Monday, October 31, 2011

About Gratitude

© Copyright 2011  Judy Jennings

Sometimes writing can be a tricky business.  Coin a clever phrase or come up with an idea that works well in a story, and the temptation to try it again can be seductive.  That road leads dangerously close to the neighborhood of Trite, though, so it’s a good thing that when I tried to think of a Tarot card representing the spirit of Thanksgiving I came up blank. 

Of course that particular holiday wouldn’t have been known by the ancients, but that’s not the point.  Strip down to the best aspects of Thanksgiving and you find food, family, friendship and gratitude.  Gratitude, such a virtue.  What does it mean that there’s no major arcana to represent the virtue of gratitude?


If we look closely, will we find gratitude tucked away as one of many forces at work in the cards?  An essential ingredient in the metaphysical ecstasy of the Hermit, perhaps?  Cards 1-7 of the major arcana represent high ideals that an enlightened mind must incorporate.  In those cards we find the quality of cognitive thinking and the spirit of cooperation, for example.  I’m baffled by the absence of  gratitude, but a visit to the trusty dictionary provides a clue.  
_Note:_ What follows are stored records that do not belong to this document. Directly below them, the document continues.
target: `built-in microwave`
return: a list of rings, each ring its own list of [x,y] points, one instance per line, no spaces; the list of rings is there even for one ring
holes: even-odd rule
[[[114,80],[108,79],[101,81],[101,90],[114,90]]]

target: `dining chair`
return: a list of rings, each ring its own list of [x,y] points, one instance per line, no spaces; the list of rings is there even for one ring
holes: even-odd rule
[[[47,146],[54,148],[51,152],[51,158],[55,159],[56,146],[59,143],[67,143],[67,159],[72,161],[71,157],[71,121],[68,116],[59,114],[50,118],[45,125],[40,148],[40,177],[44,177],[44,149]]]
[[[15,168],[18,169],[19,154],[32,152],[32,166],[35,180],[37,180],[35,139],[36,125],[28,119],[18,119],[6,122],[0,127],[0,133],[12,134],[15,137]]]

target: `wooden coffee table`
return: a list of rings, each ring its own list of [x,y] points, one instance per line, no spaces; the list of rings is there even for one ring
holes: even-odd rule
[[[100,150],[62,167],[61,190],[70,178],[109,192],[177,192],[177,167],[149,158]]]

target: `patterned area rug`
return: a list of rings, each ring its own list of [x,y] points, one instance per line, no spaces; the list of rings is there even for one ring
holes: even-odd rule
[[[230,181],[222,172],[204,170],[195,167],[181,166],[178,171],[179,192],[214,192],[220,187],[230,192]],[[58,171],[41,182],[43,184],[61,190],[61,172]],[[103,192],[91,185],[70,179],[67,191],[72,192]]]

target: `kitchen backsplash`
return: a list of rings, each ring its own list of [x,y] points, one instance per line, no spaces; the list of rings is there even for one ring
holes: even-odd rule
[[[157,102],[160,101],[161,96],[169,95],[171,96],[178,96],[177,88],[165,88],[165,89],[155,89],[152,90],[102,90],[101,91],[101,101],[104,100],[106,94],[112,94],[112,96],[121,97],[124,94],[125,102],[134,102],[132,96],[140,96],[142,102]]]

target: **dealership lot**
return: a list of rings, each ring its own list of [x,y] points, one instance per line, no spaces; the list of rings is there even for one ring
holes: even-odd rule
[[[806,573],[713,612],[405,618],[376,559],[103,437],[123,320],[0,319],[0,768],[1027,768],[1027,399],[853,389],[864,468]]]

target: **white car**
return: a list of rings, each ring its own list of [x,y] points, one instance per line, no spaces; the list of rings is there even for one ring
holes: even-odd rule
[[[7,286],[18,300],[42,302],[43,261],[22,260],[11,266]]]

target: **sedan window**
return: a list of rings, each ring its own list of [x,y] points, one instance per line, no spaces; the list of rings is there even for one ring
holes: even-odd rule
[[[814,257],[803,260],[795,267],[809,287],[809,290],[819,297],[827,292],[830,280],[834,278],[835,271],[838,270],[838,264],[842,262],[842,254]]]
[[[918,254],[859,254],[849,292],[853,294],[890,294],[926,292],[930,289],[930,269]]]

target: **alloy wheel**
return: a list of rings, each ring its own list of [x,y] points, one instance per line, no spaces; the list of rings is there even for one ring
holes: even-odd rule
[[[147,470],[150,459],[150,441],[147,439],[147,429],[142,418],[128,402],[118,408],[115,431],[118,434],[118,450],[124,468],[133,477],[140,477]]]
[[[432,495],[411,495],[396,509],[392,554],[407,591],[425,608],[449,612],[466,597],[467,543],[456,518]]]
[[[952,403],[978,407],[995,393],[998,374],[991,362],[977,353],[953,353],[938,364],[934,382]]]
By definition, an ideal is a standard of perfection; a principle to be aimed at.  A virtue, on the other hand, is a quality considered to be morally desirable in a person, or behavior showing high moral standards.  With this comparison one thing becomes obvious.  The ideals expressed in the major arcana are about powers that exist outside the individual personality.  Virtue, then, is a positive reaction to those forces.  Turns out gratitude lives in the human heart, it’s an intimate emotional response to universal forces at work.
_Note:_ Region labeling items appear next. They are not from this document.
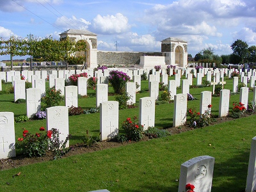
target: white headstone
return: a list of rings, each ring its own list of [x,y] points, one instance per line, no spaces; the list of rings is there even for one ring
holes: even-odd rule
[[[233,77],[233,92],[237,93],[238,88],[238,77]]]
[[[87,78],[79,77],[77,78],[78,94],[84,96],[87,95]]]
[[[136,88],[136,92],[138,92],[141,90],[141,78],[140,76],[133,76],[132,77],[132,80],[133,82],[135,83],[135,84],[138,84],[140,85],[138,88]]]
[[[108,84],[108,77],[106,76],[100,76],[99,77],[100,83],[100,84]]]
[[[14,113],[0,112],[0,159],[16,156]]]
[[[20,76],[12,76],[12,85],[14,85],[14,81],[20,80]]]
[[[136,103],[136,83],[134,82],[127,82],[125,84],[126,93],[130,99],[127,100],[128,104]]]
[[[57,75],[49,74],[49,87],[52,88],[54,86],[54,79],[57,78]]]
[[[65,106],[68,108],[71,106],[78,107],[77,86],[65,86]]]
[[[189,85],[193,84],[193,74],[188,74],[188,80],[189,82]]]
[[[175,75],[175,84],[176,86],[180,86],[180,74],[176,74]]]
[[[161,82],[164,83],[164,84],[168,84],[168,75],[163,74]]]
[[[245,192],[256,191],[256,136],[252,140]]]
[[[65,79],[56,78],[54,79],[55,90],[60,90],[61,92],[61,95],[64,95]]]
[[[249,88],[248,87],[241,88],[239,102],[243,103],[246,109],[248,108],[248,96],[249,96]]]
[[[26,89],[26,103],[27,116],[32,118],[41,109],[41,90],[38,88]]]
[[[255,77],[251,76],[251,79],[250,80],[250,87],[254,87],[255,85]]]
[[[212,81],[212,72],[211,71],[207,72],[207,81]]]
[[[197,74],[197,81],[196,81],[196,84],[197,85],[201,85],[202,84],[202,74],[198,73]]]
[[[177,94],[174,96],[173,127],[186,123],[187,113],[187,94]]]
[[[159,94],[159,88],[158,81],[150,81],[149,84],[149,92],[150,97],[153,97],[155,100],[158,99],[158,96]]]
[[[189,93],[189,82],[188,79],[182,79],[182,93],[183,94]]]
[[[12,82],[12,76],[14,76],[14,71],[8,71],[6,72],[6,82]]]
[[[26,99],[25,81],[17,80],[14,81],[14,102],[19,99]]]
[[[211,110],[208,106],[212,103],[212,92],[204,91],[201,92],[200,113],[204,114],[206,111]]]
[[[170,80],[168,81],[168,92],[171,96],[171,100],[174,99],[174,95],[176,95],[177,87],[175,80]]]
[[[155,126],[155,99],[150,97],[140,99],[139,123],[144,130]]]
[[[58,78],[64,78],[64,70],[58,70]]]
[[[6,73],[5,72],[0,72],[0,81],[4,80],[4,82],[6,81]]]
[[[35,70],[35,76],[37,76],[37,79],[41,79],[41,72],[40,70]]]
[[[35,88],[41,91],[41,97],[45,95],[45,79],[38,79],[35,80]]]
[[[35,88],[35,79],[40,79],[40,78],[38,78],[38,76],[36,76],[36,75],[31,76],[32,88]]]
[[[118,102],[106,101],[100,103],[100,141],[111,140],[118,133]]]
[[[222,90],[220,93],[219,117],[228,115],[230,90]]]
[[[64,142],[69,134],[68,108],[65,106],[55,106],[46,108],[46,127],[48,131],[55,128],[59,131],[60,141]],[[69,147],[69,141],[66,147]]]
[[[100,104],[108,101],[108,86],[106,84],[97,84],[96,85],[96,108],[100,106]]]
[[[195,192],[211,192],[214,158],[208,156],[199,156],[183,163],[178,192],[186,191],[186,185],[195,186]]]
[[[28,71],[28,82],[32,83],[32,76],[34,75],[34,72],[32,70]]]
[[[47,70],[42,70],[41,72],[42,79],[46,79],[47,78]]]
As I walk through this line of reasoning, a thread of connection appears.  In his book The Tarot, A Key To The Wisdom Of The Ages, there’s a point that author Paul Foster Case makes repeatedly.  It is our INTERPRETATION of events that creates the patterns of our experience.  In other words, it is the attitude with which we greet the circumstances of our lives that creates our own Karma. 


With that, a light clicks on and I get it.  Gratitude is a uniquely human key to a positive, meaningful life.  It’s an ingredient each of us must find inside ourselves, because without gratitude there is no embodiment of higher ideals.


Gratitude by definition is the readiness to show appreciation and return kindness.  That works any time of the year.